US$ Down Across the Board; Commodities Rally

USD

The U.S. dollar continued its slide from yesterday’s trading session overnight, with the Bloomberg Dollar Index touching a six-week low.  The greenback had pushed higher following Friday’s impressive payrolls numbers, pushing up interest rate expectations. However, yesterday’s disappointing Unit Labor Costs and productivity put a damper on future expectations.

The greenback is under the most pressure versus commodity-based currencies as metals from Palladium to copper shot higher.  The biggest mover is the Norwegian krone, which is benefiting from high inflation data.  Odds that the Norwegian central bank will cut rates to boost the economy dropped after the inflation print.

There is only second tier economic data slated for release today.  JOLTS job openings are expected to increase to 5588 in June from 5500 in May.  The economic docket is unlikely to spark a rebound for the U.S. dollar, so expect traders to take their cues from general market sentiment.

NZD

Commodity-based currencies, such as the Australian dollar and South African rand, rallied overnight as the price of metals soared.  Tin, Zinc and Palladium all hit yearly highs and copper jumped nearly 2.5%.

The New Zealand dollar also rallied 1.0% against the U.S. dollar even before tomorrow’s Reserve Bank of New Zealand meeting that is expected to conclude with an interest rate cut.  Nearly every economist expects the RBNZ to cut interest rates by at least 25 basis points tomorrow.  However, about a quarter of economists expect the central bank to slash rates by 50 basis points.
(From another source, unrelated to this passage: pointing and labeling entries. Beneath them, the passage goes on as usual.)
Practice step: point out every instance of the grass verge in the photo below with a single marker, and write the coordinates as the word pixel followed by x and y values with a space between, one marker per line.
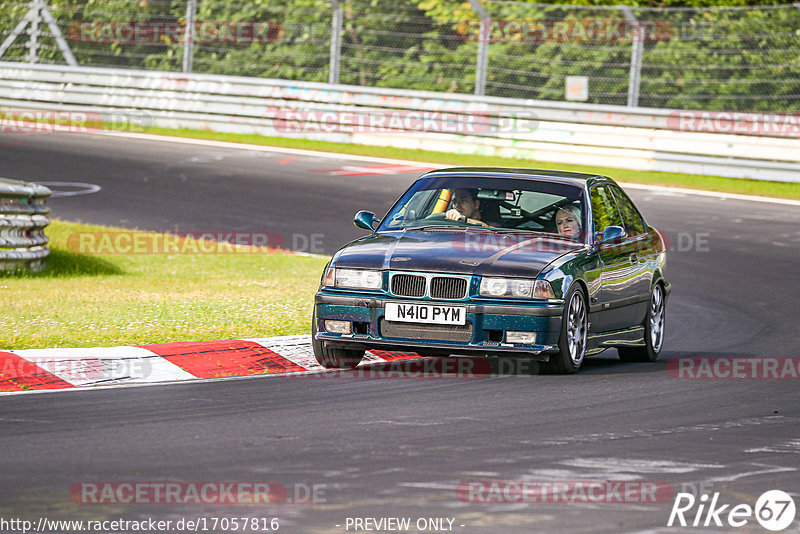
pixel 84 300
pixel 692 181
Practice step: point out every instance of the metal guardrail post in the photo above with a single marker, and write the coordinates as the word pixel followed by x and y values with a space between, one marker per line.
pixel 336 41
pixel 34 15
pixel 634 78
pixel 23 217
pixel 34 31
pixel 483 47
pixel 189 35
pixel 62 43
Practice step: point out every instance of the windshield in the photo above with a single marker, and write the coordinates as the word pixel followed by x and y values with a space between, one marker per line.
pixel 499 204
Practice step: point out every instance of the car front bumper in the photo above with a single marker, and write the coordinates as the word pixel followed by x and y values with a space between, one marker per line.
pixel 483 334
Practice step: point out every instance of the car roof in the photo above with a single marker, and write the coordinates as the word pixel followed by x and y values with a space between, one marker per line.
pixel 580 179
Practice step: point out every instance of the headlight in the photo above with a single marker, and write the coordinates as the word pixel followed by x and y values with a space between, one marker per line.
pixel 354 278
pixel 516 288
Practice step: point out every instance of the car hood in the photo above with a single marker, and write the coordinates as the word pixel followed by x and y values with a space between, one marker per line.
pixel 480 252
Therefore, if the RBNZ only cuts 25 bp and disappoints some market participants, the NZD could extend its rally.

GBP

The British pound rose for the first time in six days against its American counterpart, sparking speculation that the embattled currency may have carved out a bottom.  The move comes more on general dollar weakness than a positive development in the United Kingdom.

Indeed, the Bank of England had its own problems today as it could not find enough sellers of gilts (bonds) to meet its quota for this week’s attempt at asset buying that it announced last week.  The central bank maintains that it will continue to attempt to buy bonds in an attempt to prop up the economy and lower fixed income yields.